Sun, 14 Oct 2001 13:21:20 -0400

At 09:16 AM 10/14/01 -0500, Russell Turpin wrote:
>Adam Beberg writes:
> > A. The free flow of information eliminates middlemen.
> > B. The american economy is primarily built on middlemen.
>Let's try the 19th century version of this:
>A. The industrialization of farming eliminates farmers.
>B. The American economy is primarily built on farmers.
>Or the 20th century version:
>A. Automation eliminates factory workers.
>B. The American economy is primarily built on factory
>The difference, of course, is that entire political
>philosophies were built around the importance of the
>independent farmer, not just as the center point of
>the economy, but also as the sine qua non of human
>life. Later, political philosophers were written around
>the factory worker, though these saw factory work
>as necessary rather than as ennobling. I trust we're
>not going to see the emergence of a political
>philosophy built around the middle man.

This is an interesting point, although I'm not sure that there were really 
any political philosophies built around the factory worker and factory work 
as necessary. If your point is that arguments were raised and many hands 
wrung over the predicted destruction of a way of life, sure.
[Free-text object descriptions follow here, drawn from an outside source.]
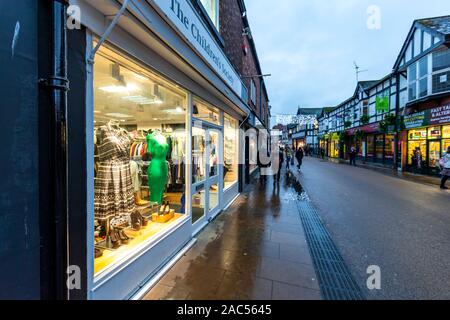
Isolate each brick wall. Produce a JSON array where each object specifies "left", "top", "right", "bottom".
[{"left": 219, "top": 0, "right": 269, "bottom": 127}]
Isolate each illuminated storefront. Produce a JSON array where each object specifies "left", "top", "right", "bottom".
[
  {"left": 403, "top": 108, "right": 450, "bottom": 175},
  {"left": 68, "top": 0, "right": 249, "bottom": 300}
]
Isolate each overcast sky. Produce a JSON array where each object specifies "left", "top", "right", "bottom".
[{"left": 245, "top": 0, "right": 450, "bottom": 121}]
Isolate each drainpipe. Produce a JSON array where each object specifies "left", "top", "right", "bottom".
[
  {"left": 38, "top": 0, "right": 70, "bottom": 300},
  {"left": 87, "top": 0, "right": 130, "bottom": 64}
]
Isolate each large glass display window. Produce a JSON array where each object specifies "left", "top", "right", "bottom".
[
  {"left": 385, "top": 135, "right": 395, "bottom": 161},
  {"left": 192, "top": 98, "right": 221, "bottom": 125},
  {"left": 224, "top": 114, "right": 239, "bottom": 189},
  {"left": 93, "top": 45, "right": 188, "bottom": 275}
]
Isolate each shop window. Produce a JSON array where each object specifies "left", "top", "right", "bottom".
[
  {"left": 192, "top": 127, "right": 206, "bottom": 183},
  {"left": 409, "top": 129, "right": 427, "bottom": 140},
  {"left": 375, "top": 135, "right": 384, "bottom": 161},
  {"left": 443, "top": 139, "right": 450, "bottom": 155},
  {"left": 443, "top": 126, "right": 450, "bottom": 139},
  {"left": 408, "top": 140, "right": 426, "bottom": 165},
  {"left": 367, "top": 135, "right": 375, "bottom": 158},
  {"left": 93, "top": 46, "right": 188, "bottom": 275},
  {"left": 385, "top": 135, "right": 395, "bottom": 160},
  {"left": 193, "top": 98, "right": 221, "bottom": 125},
  {"left": 428, "top": 126, "right": 441, "bottom": 139},
  {"left": 200, "top": 0, "right": 219, "bottom": 29},
  {"left": 224, "top": 114, "right": 239, "bottom": 189}
]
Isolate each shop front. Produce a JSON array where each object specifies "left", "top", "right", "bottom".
[
  {"left": 292, "top": 132, "right": 306, "bottom": 151},
  {"left": 403, "top": 107, "right": 450, "bottom": 175},
  {"left": 347, "top": 123, "right": 395, "bottom": 165},
  {"left": 328, "top": 132, "right": 340, "bottom": 158},
  {"left": 69, "top": 0, "right": 248, "bottom": 300}
]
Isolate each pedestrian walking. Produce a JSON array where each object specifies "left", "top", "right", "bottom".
[
  {"left": 412, "top": 147, "right": 423, "bottom": 174},
  {"left": 295, "top": 147, "right": 304, "bottom": 170},
  {"left": 321, "top": 147, "right": 325, "bottom": 159},
  {"left": 439, "top": 146, "right": 450, "bottom": 190},
  {"left": 285, "top": 147, "right": 292, "bottom": 170},
  {"left": 349, "top": 146, "right": 357, "bottom": 166},
  {"left": 276, "top": 147, "right": 285, "bottom": 184}
]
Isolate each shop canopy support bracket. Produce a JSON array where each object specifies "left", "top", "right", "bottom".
[{"left": 87, "top": 0, "right": 130, "bottom": 65}]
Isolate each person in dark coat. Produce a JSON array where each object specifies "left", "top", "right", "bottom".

But, at the 
same time that arguments (philosophies) emerged to protect a way of life, 
so too, were arguments heralding (and legitimating) new possibilities for a 
way of life.

an economy ostensibly based on middle men (while factory work declined) was 
the topic of social theorizing during the 50s and 50s for example: Daniel 
Bell's _PostIndustrial Society_ and his "End of Ideology" thesis. The 60s 
and 70s saw an entire debate over the "new class" and what that meant for 
Bell's thesis, for social change, for class relations and politics, etc etc.
Upper middle class professionals--lawyers, doctors, engineers, managers, 
professors--are largely middle men. To some extent they are partly involved 
in the production of knowledge. However, most of the time their work 
involves the application of knowledge. They are middle men who are 
authorized (as opposed to lay people in most cases) to interpret abstract 
knowledge for those who don't have the expertise to do so.  Managers don't 
own the firms they work for, but they are authorized to oversee much of the 
nitty gritty operations that CEOs and stock holders don't much attend to. 
(I can't recall the book that caused a stir in the 40s I think, Burnham & 
??? who wrote about the "revolutionizing" effect of the rise of managers as 
"middlemen" between owners and foremen.

So, I'd say that a defense of a way of life for the middle man has already 
been penned. Just as Jefferson's defense of the ennobling character of 
agrarian life was written long before industrialization threatened it; just 
as Marx's work on the ennobling character of non-alienated labor was penned 
well before automation threatened factory jobs.